Tips: Recipe is easily halved.
The hummus will be better if you use a good brand of chickpeas such as Progresso. But you don’t need to buy the most expensive jar of tahini. I usually get one of the brands I can always find at Giant Eagle — Ziyad or Kronos, $7 or $8 for a 16 oz. jar. I recently bought it at Meijer for under $7. Sometimes you can find it in a can, also not too expensive. Be sure to stir any brand before you use it because it tends to separate.
For an excellent sauce for grilled tuna, thin a little hummus (1/4 cup or so) with a few tablespoons of cold water and stir well. Yum. Also good on steamed carrots, broccoli, asparagus, chicken sandwiches and your index finger.
Chutney Cream Cheese
1 lb. cream cheese or neufchatel (lower in fat)

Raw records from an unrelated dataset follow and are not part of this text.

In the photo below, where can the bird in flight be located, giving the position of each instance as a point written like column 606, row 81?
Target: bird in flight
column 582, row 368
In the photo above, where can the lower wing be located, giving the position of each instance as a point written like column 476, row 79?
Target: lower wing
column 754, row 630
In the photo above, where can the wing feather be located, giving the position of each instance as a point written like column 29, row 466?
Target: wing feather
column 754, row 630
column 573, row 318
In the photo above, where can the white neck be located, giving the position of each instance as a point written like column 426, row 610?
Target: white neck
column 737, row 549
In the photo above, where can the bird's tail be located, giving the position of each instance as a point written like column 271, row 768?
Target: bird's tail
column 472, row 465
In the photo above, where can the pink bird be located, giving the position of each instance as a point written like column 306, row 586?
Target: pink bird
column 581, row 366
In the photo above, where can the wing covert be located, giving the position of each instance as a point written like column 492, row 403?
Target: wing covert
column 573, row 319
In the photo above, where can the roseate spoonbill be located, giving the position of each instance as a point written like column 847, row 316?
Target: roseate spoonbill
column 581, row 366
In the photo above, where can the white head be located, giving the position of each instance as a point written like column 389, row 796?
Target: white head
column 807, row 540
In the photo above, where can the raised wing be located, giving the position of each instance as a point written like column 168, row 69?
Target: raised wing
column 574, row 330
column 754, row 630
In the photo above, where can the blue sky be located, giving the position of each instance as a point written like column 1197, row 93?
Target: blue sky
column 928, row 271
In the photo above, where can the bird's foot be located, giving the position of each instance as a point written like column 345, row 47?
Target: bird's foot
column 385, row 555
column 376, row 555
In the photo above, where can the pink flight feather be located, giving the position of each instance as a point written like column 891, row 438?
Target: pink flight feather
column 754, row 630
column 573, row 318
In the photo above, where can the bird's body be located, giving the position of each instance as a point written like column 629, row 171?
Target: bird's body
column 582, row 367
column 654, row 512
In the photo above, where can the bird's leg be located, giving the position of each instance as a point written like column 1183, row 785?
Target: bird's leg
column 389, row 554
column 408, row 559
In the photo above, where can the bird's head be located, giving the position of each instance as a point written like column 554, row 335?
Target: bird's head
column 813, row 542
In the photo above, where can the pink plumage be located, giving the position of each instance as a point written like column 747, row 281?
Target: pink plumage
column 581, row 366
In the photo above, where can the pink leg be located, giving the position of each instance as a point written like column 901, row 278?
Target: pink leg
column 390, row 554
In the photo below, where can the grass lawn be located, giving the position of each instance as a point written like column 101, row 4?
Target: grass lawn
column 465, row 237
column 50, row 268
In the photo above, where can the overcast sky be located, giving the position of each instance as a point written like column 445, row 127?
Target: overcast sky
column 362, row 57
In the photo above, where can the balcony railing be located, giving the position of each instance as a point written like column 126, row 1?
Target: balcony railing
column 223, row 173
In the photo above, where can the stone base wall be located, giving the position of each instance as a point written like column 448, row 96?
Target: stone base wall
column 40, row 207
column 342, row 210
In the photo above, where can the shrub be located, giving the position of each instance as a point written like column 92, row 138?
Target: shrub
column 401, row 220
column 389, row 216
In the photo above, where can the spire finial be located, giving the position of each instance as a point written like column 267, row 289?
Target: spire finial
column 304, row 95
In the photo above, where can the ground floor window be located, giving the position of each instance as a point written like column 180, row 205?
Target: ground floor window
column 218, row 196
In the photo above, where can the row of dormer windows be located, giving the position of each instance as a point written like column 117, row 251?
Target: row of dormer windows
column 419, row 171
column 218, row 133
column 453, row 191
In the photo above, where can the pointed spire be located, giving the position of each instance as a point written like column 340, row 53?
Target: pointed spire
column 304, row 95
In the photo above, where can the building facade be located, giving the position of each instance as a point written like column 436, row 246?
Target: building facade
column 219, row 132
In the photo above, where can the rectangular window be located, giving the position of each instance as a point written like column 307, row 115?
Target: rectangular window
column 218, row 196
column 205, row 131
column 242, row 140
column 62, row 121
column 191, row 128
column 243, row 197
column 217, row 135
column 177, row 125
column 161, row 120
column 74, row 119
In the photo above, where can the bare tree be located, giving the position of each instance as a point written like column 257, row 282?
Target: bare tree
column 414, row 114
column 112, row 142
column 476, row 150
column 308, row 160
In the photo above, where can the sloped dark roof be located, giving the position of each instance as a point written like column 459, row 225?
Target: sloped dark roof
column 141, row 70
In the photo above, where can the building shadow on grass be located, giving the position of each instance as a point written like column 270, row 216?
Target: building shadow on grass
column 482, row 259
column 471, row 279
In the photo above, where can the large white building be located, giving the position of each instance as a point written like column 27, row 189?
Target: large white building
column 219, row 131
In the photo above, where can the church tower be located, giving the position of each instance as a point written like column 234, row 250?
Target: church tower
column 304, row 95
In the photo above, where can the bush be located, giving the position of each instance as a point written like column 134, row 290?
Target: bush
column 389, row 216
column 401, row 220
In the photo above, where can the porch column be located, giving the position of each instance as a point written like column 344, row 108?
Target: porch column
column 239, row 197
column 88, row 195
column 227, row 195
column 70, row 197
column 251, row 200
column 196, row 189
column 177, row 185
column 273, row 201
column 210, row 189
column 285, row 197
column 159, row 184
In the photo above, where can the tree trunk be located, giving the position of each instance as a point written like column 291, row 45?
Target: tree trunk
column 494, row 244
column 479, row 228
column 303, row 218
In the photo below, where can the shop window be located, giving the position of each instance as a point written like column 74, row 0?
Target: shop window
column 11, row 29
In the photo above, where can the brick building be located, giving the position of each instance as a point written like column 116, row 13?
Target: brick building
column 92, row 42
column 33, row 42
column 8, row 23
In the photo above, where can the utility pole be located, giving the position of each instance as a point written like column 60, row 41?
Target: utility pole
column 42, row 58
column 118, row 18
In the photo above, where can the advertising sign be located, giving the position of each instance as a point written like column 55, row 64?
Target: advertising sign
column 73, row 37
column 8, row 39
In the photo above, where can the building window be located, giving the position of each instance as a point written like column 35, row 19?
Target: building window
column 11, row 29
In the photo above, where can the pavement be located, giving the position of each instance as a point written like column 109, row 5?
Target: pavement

3/4 cup mango chutney, finely chopped if very chunky
3 tbsp. brown sugar, packed
2 tbsp. medium dry sherry
Scant 1 tbsp. mild curry powder
Scant 1 tbsp. ground ginger
Scant 1 tsp. dry mustard
1 tsp. onion powder or small bunch scallions, trimmed and minced
Grated rind of 1 fresh lime, or 1 tsp. lime juice
1 generous cup shredded sharp Cheddar
1 cup smoked almonds, chopped
Cream the neufchatel or cream cheese with chutney, sherry, brown sugar, lime and spices using an electric mixer. Stir in scallions, if using, Cheddar and almonds. Chill for a few hours to let flavors mellow. Serve slightly chilled or at room temperature.